Keep us posted on her progress!


----------



## sheila2182 (Nov 28, 2004)

Good for Summer














You should be proud of her! Im glad you are having a good experence with PetSmarts trainers,mine was very bad and after 4 classes I asked for my money back.Keep us posted on how shes doing!


----------



## Theresa (Mar 10, 2005)

> Good for Summer
> 
> 
> 
> ...


I'm so sorry you had a bad experence. This young man seems pretty good and its one on one so I think that helps a little. I have to admit, just by reading all the post and reading up on the training I have a pretty good idea what to do I just want to make sure I do it the right way..
and I coundn't believe it either this lady actually stuck her head though the glass and said excuse me I'm sorry but is she your dog ? and I said yes.( while i'm trying to smile) she said, can I have her







my reply was NO







now leave us alone














forget the smile


----------



## abbey (Apr 4, 2005)

I'm glad she's doing great & you like it! Abbey starts in the spring! She already sits, stays, lays, dances, leave, & rolls but I can't get her to come or stop barking. It will be a class with other dogs because she really needs socialization with other dogs! Everytime I take her to the vet, she barks up a storm at the dogs & it drives me & everyone else crazy!







I hope they can help her with these issues, but I hope it doesn't mess up what I've already told her because I'm sure they have different ways to teach them than I have.


----------



## steponme (Aug 26, 2004)

I'm so glad Summer is doing well in school. Private lessons are probably better than training with the other dogs. When Macy was going there was 5 other dogs in her class. It was hard to train her because she would get distracted by the other dogs.
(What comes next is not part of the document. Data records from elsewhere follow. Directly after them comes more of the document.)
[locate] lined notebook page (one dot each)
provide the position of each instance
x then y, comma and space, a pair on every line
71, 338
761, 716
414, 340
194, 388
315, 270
So we would do a lot of training at home. So I wish I would of done private lessons. But she did get to bound with the other dogs. So that was ok.


----------



## TuckersMom (Jun 27, 2005)

Yay Summer! I'm glad you are enjoying the training. Tucker did the group puppy class at PetSmart and I really enjoyed it. I was so sad when it was over because I had so much fun, probably more fun than he did,lol. During one of the classes I also had someone ask me if he was my dog and I said Yes and she says are you selling him? Umm no, he is my baby and I could not imagine my life without him and he is definitely NOT for sale.


----------



## Boobookit (Dec 3, 2005)

Great!! I am hapy that the lessons are working out...I can't believe that woman!! What nerve....but then again, our furbabies are so adorable I guess we can't blame other people for wanting them!!

Marie & Pacino


----------



## Theresa (Mar 10, 2005)

> Great!! I am hapy that the lessons are working out...I can't believe that woman!! What nerve....but then again, our furbabies are so adorable I guess we can't blame other people for wanting them!!
> 
> Marie & Pacino[/B]










u know if I look at it that way ur right







those poor people


----------



## AJ (Jun 5, 2005)

Way to go Summer!!!!


----------



## Theresa (Mar 10, 2005)

Hi, well we had our second session today Tuesday and she did GREAT














I'm so proud of her we did sit,down, and hold .then we worked on sit down and stand. she was great














God I love her to death/














we also worked on dropping the treat and leaving it







We aced it














She's sooo smart........... will keep you posted


----------



## k/c mom (Oct 9, 2004)

> Hi, well we had our second session today Tuesday and she did GREAT
> 
> 
> 
> ...


Way to go, Summer!!!







I think they do love the training... it is so good for them .... and us!!!


----------



## Theresa (Mar 10, 2005)

Yep I agree







Bless her little heart she is just worn-out after we go


----------